I found what shoul i write in the code but now i have the following error. I think i can't append punctuations on my array.

['Yar\\u0131n']
Traceback (most recent call last):
  File "./chunk2.py", line 61, in <module>
    arr.append(nltk.Tree.fromstring(str(tree[i]), read_leaf=lambda x: x.split("/")[0]).leaves())
  File "/usr/local/lib/python2.7/dist-packages/nltk/tree.py", line 630, in fromstring
    cls._parse_error(s, match, open_b)
  File "/usr/local/lib/python2.7/dist-packages/nltk/tree.py", line 675, in _parse_error
    raise ValueError(msg)
ValueError: Tree.read(): expected u'(' but got ','
            at index 0.
                ","
                 ^

2 个答案:

答案 0 :(得分:2)

它比你意识到的效率更低。您正在生成一个解析树,将其转换为字符串,将其包裹起来就好像它是多个树(它不是),然后将包装好的字符串解析回树中。只要您拥有解析树result,就停止并删除POS标签。
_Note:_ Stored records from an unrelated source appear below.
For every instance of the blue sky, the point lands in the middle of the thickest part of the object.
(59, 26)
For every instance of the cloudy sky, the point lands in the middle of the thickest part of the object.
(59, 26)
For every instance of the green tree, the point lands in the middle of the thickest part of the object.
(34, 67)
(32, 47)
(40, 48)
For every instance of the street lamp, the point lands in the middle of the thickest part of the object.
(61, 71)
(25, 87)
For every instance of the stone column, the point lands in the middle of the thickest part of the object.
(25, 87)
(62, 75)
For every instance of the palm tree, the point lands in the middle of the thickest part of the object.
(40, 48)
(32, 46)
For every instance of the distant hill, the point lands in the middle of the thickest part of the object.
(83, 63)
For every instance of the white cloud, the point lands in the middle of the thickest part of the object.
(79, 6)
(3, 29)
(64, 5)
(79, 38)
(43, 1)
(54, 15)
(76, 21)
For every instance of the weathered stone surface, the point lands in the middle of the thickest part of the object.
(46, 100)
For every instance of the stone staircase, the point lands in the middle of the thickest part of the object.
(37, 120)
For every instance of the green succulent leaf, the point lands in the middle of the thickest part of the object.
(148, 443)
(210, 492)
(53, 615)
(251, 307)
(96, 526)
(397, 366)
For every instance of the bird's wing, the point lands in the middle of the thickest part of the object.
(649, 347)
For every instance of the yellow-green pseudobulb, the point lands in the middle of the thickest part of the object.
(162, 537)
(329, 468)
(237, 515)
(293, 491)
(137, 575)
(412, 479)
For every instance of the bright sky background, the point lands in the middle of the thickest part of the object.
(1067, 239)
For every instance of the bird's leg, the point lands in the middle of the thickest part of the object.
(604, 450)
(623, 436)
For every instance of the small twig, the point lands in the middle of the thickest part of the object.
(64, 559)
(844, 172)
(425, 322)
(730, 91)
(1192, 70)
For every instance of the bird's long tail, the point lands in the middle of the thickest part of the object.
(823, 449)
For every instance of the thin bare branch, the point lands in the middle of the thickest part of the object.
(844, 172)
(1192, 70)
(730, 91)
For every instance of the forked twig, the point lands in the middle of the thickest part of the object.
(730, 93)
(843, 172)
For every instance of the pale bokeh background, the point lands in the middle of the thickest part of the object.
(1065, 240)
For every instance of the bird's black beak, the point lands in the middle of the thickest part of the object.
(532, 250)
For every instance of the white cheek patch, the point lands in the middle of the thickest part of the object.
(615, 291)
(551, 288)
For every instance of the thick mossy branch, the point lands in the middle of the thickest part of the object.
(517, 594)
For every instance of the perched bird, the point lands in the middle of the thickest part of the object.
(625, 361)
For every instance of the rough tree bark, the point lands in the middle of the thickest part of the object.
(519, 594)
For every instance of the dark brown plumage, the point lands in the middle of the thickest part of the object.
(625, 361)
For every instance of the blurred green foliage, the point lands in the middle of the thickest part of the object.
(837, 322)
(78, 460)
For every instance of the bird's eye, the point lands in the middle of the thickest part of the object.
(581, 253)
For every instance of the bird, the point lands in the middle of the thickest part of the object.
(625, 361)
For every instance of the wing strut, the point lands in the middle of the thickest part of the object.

nltk树是一种列表,因此只需迭代树的分支并从叶元组中删除POS标记。要获得所需的格式,还需要在不是NP的单词周围添加一层包装:

...
>>> result = cp.parse(tagged_text)
>>> terms = []
>>> for e in result:
    if isinstance(e, tuple):
        terms.append([ e[0] ])
    else:
        terms.append([w for w, t in e])
>>> pprint.pprint(terms)
[['Yarın'],
 [','],
 ['Mehmet'],
 ['ile'],
 ['birlikte'],
 ["Ankara'da", 'ki', 'Nüfus', "Müdürlüğü'ne"],
 [','],
 ['Aziz', 'Yıldırım'],
 ...

答案 1 :(得分:0)

for i in range(len(tree)):
    try:
        arr.append(nltk.Tree.fromstring(str(tree[i]), read_leaf=lambda x: x.split("/")[0]).leaves())
        print(arr[i])
    except ValueError:
        arr.append(tree[i])
        print(arr[i])

效率不高,但能提供我想要的输出。